Keywords: ctDNA, colorectal cancer, recurrence detection, indeterminate findings
Introduction
Colorectal cancer is the third most common malignancy worldwide and the incidence is expected to continue to rise.1 Approximately 80% of patients will initially present with no clear evidence of metastatic disease.2 For these patients, standard tests at initial diagnosis and during routine surveillance will include computed tomography of the chest, abdomen and pelvis (CT CAP) and carcinoembryonic antigen (CEA) testing.3 These tests, whilst universally accepted as part of routine care, have their limitations. CEA has limited sensitivity and specificity and CT imaging is associated with radiation exposure and has a significant rate of false positivity.4
Where there is suspicion of metastatic disease due to an elevated CEA and/or abnormal CT imaging, further investigations can include 18Fluorodeoxyglucose positron emission tomography (FDG-PET) scans. These, however, can also be associated with false positive and negative findings.5 For example, colorectal cancers are not infrequently mucinous tumors where the associated rate of false negative FDG-PET is up to 41%.6 Scan findings are not infrequently equivocal, which can lead to further anxiety and investigation. This can include findings incidental to the colorectal cancer history. Additionally, in certain scenarios, such as the not uncommon finding of non-specific small lung nodules on CT imaging, FDG-PET imaging is clearly unhelpful.
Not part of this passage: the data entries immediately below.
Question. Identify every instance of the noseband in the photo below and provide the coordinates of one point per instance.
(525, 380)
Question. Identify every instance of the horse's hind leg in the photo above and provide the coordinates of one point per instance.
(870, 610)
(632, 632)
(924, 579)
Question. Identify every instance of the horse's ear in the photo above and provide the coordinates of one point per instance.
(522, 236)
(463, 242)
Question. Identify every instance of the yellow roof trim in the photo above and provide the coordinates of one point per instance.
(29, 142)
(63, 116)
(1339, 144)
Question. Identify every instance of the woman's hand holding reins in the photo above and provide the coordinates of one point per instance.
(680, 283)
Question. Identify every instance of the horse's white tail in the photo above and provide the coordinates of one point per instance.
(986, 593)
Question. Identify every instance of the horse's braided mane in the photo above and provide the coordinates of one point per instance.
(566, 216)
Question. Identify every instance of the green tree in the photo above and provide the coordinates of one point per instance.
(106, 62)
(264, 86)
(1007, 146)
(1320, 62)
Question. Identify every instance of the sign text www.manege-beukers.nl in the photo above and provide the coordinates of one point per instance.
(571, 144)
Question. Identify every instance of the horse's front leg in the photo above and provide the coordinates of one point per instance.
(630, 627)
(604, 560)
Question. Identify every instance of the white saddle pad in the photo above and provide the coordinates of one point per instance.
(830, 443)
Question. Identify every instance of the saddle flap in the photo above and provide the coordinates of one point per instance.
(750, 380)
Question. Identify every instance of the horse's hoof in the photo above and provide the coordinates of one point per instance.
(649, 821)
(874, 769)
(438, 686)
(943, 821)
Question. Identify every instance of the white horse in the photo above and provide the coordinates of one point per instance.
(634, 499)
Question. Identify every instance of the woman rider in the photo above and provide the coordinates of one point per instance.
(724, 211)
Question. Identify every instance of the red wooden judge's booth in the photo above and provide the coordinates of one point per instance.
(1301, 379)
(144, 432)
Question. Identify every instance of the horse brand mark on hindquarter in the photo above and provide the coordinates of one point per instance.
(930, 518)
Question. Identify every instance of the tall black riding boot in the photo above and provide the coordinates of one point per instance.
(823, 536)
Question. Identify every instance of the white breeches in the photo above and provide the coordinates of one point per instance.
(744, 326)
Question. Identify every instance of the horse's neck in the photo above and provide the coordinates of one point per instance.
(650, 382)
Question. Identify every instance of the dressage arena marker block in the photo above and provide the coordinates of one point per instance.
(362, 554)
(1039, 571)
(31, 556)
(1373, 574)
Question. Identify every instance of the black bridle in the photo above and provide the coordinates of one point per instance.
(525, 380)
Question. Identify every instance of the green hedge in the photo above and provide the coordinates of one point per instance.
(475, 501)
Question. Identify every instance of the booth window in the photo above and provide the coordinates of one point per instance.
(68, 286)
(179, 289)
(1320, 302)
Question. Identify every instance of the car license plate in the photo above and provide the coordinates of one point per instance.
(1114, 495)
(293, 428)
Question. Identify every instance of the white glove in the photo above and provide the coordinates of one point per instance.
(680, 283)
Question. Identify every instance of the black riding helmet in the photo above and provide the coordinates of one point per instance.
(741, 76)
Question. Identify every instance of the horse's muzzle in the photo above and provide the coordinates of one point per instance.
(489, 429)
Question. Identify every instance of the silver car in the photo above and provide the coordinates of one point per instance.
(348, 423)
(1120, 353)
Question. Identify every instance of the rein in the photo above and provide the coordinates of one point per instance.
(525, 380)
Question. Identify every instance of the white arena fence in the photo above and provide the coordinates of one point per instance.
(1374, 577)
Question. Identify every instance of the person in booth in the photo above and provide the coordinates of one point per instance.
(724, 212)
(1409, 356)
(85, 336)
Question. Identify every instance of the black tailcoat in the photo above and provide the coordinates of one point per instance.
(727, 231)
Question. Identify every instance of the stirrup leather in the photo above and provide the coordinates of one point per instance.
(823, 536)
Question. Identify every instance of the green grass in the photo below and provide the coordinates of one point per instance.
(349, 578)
Due to the limitations of available tests during follow-up of early stage colorectal cancer, a significant proportion of patients will have non-specific findings at diagnosis or during surveillance that ultimately do not represent recurrent disease. These will result in additional and/or repeated investigations and also create significant patient anxiety. In many instances it may not be possible to undertake a definitive investigation, resulting in patients having to wait months to undergo repeat investigation before they can be cleared. Again, small lung nodules are a particular challenge as colorectal cancer lung metastases can behave in a very indolent fashion.
The potential value of circulating tumor deoxyribonucleic acid (ctDNA) as a cancer biomarker has been demonstrated in multiple studies and scenarios. For patients with metastatic disease, ctDNA is detectable in around 90% of patients and has potential utility as a liquid biopsy and serial sampling can define early responses to chemotherapy.7, 8 ctDNA also has potential as a marker of minimal residual disease, with detection following curative intent surgery for colon or rectal cancer associated with a very high risk of later recurrence.9, 10 In a study where serial ctDNA analysis was performed during follow-up of a cohort of stage II colon cancer patients, ctDNA was detectable a median of 167 days prior to confirmed radiologic recurrence and overall was elevated in 85% of patients with recurrent disease. In contrast, CEA was only elevated in 41% of patients who recurred. Given the demonstrated sensitivity and specificity of ctDNA in the minimal residual disease and surveillance settings, we further evaluated the value of ctDNA in patients with non-specific findings on routine investigation, at colorectal cancer diagnosis or during surveillance.
Methods
Study Design and Participants
This prospective multi-centre study recruited patients with colorectal cancer managed at 3 Australian hospitals (Eastern Health, Melbourne Health and Western Health). Key eligibility criteria included: a histological diagnosis of colorectal cancer with indeterminate findings raising suspicion of metastatic disease or local recurrence on routine investigations performed within 8 weeks of enrolment. Indeterminate findings were defined as non-specific findings on CT scan or an elevated CEA (defined as CEA >5 μg/L). Patients needed to be suitable for further investigation/follow-up and have a representative tumour sample available for molecular testing, Patients with a previous malignancy within the last three years were excluded.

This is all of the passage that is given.